On a recent December morning, lots of people’s faces hung low and heavy as the clouds.
The sheriff frowned when he met a reporter at midday on the edge of his property, dressed in barn clothes, declining to comment. The county administrator frowned because the sheriff’s abrupt decision threw his office into chaos. The tavern owner frowned because he works 23 miles outside of town and hasn’t seen a patrol car in weeks. The elected leaders, the motel owners, the rural residents left to their own devices — everyone, it seems, in this stretch of land between national forests, is unhappy with the circumstances, and they each have a different idea for how to solve it.
“When we called 911 even before they stopped patrolling, they’d say ‘Sorry, we can’t make it, handle it yourself,’ ” said Catherine Gasper of the tiny town of Mineral. “That’s not what someone wants to hear when you’re getting beat up. But most people are armed up here, so we don’t worry too much.”
The decision to end daytime patrols — which generated sensational headlines and coverage from tabloids in New York City and London for a county whose entire population could fit inside Levi’s Stadium — was rooted in twin problems plaguing law enforcement across California and the country: There aren’t enough qualified new recruits to fill open positions, and a small, rural sheriff’s department like the one in Tehama County doesn’t pay its deputies enough to keep them long.
The state, meanwhile, isn’t making it any easier to hire police officers — particularly those who leave larger departments with shoddy disciplinary or criminal records and find employment at smaller organizations. New laws have raised the minimum hiring age of law enforcement officers to 21 and require the community college system to create a “modern policing” degree program by 2025, laying the groundwork for a statewide officer education minimum.
In Tehama County, tensions had been building for months, if not years. Hencratt told the Red Bluff Daily News in February that other law enforcement departments were treating his office like a “supermarket of employees.”
“When (the) Redding Police Department says, ‘You know what chief, we’re down officers,’ ‘Well go down to Tehama County, go down the officer aisle and pick some,’ and that’s what they do.
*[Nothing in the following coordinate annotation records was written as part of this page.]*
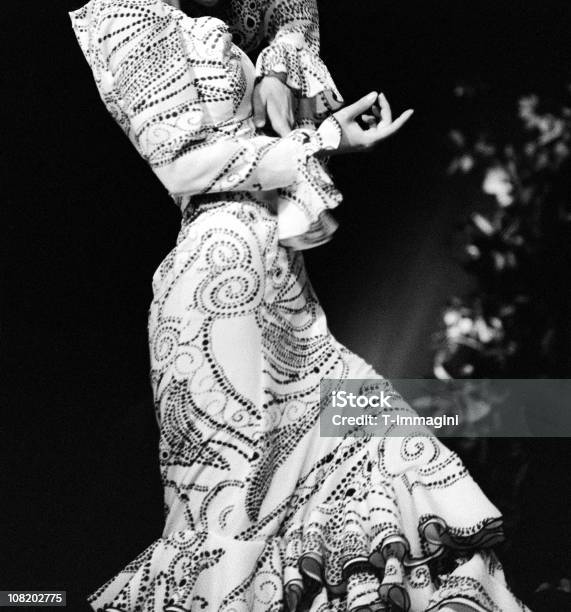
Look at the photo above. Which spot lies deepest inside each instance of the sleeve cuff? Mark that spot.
(305, 72)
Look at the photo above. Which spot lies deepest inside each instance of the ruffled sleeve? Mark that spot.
(292, 29)
(173, 84)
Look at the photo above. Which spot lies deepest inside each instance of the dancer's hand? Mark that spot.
(374, 110)
(273, 103)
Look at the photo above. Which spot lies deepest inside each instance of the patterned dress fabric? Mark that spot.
(261, 512)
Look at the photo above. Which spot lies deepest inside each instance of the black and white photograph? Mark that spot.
(286, 306)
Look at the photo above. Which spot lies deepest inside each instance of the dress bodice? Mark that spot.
(181, 91)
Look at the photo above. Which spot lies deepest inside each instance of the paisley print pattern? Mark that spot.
(261, 512)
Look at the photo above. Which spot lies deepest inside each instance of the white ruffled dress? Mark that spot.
(261, 512)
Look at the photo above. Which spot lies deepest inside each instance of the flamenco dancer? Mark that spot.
(263, 514)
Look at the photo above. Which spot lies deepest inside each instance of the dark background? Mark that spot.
(88, 224)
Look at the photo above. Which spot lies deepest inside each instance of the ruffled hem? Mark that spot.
(191, 570)
(304, 72)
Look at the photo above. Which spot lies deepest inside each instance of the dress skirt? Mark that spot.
(262, 513)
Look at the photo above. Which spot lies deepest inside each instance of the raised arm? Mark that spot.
(169, 82)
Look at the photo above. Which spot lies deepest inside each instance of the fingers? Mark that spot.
(385, 110)
(382, 130)
(358, 108)
(259, 109)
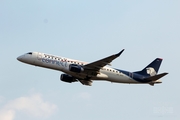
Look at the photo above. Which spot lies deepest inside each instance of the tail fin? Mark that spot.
(152, 68)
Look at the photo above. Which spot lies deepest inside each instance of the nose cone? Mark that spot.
(20, 58)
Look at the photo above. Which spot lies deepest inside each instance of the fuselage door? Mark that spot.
(130, 74)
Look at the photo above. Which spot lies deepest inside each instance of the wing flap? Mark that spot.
(156, 77)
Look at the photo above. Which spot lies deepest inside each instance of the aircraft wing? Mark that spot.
(97, 65)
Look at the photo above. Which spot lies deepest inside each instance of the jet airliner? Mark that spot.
(86, 73)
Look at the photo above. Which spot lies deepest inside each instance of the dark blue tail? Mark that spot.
(151, 69)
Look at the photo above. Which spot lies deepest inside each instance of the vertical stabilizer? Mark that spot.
(152, 68)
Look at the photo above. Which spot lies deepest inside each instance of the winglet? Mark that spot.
(117, 55)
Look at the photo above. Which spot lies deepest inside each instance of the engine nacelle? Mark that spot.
(75, 68)
(67, 78)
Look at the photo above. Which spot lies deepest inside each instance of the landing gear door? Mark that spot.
(131, 75)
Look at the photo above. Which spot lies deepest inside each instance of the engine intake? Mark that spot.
(75, 68)
(67, 78)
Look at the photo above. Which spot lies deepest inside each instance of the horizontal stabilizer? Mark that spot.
(86, 82)
(156, 77)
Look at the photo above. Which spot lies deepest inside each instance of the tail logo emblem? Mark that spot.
(151, 71)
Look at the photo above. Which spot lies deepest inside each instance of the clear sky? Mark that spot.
(89, 30)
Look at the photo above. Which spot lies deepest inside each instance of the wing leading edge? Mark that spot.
(97, 65)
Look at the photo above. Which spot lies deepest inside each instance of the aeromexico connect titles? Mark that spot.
(99, 70)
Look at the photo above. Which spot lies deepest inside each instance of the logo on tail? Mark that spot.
(151, 71)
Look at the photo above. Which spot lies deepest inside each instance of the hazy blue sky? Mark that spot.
(89, 30)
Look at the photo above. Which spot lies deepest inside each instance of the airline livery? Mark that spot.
(99, 70)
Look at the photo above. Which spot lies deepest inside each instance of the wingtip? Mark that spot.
(120, 53)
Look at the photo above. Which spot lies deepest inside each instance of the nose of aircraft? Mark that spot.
(20, 58)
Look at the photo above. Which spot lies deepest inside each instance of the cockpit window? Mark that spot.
(30, 53)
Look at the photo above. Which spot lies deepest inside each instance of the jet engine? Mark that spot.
(67, 78)
(75, 68)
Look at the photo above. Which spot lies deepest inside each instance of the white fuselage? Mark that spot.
(62, 64)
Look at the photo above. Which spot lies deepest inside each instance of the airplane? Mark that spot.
(86, 73)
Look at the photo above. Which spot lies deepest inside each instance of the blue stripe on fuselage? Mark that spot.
(134, 76)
They’re cherry picking our people,” Hencratt told the newspaper.
Tehama County usually makes its hires from newly graduated applicants, said Tehama County Administrator Gabriel Hydrick. Since the county pays so poorly — about 22% below market rate, according to a county-commissioned compensation study from August — the new recruits don’t stay long. The police department in the county seat of Red Bluff pays better, and law enforcement in the nearby city of Redding and surrounding Shasta County both offer higher salaries and hiring bonuses of several thousand dollars.
The system operated well for decades: Sheriff’s deputies left for higher-paying jobs, and their roles were filled by new recruits. But the labor market is tight and policing isn’t what it once was. Scores of incidents filmed on cell phones across the country have revealed the casual brutality of so-called bad apple cops, which legislators and civil liberties advocates argue drives potentially qualified applicants away from policing. Applications for policing are down, according to the Commission on Police Officer Standards and Training. Fewer applicants means smaller graduating classes. Their absences show up first in places like Tehama County.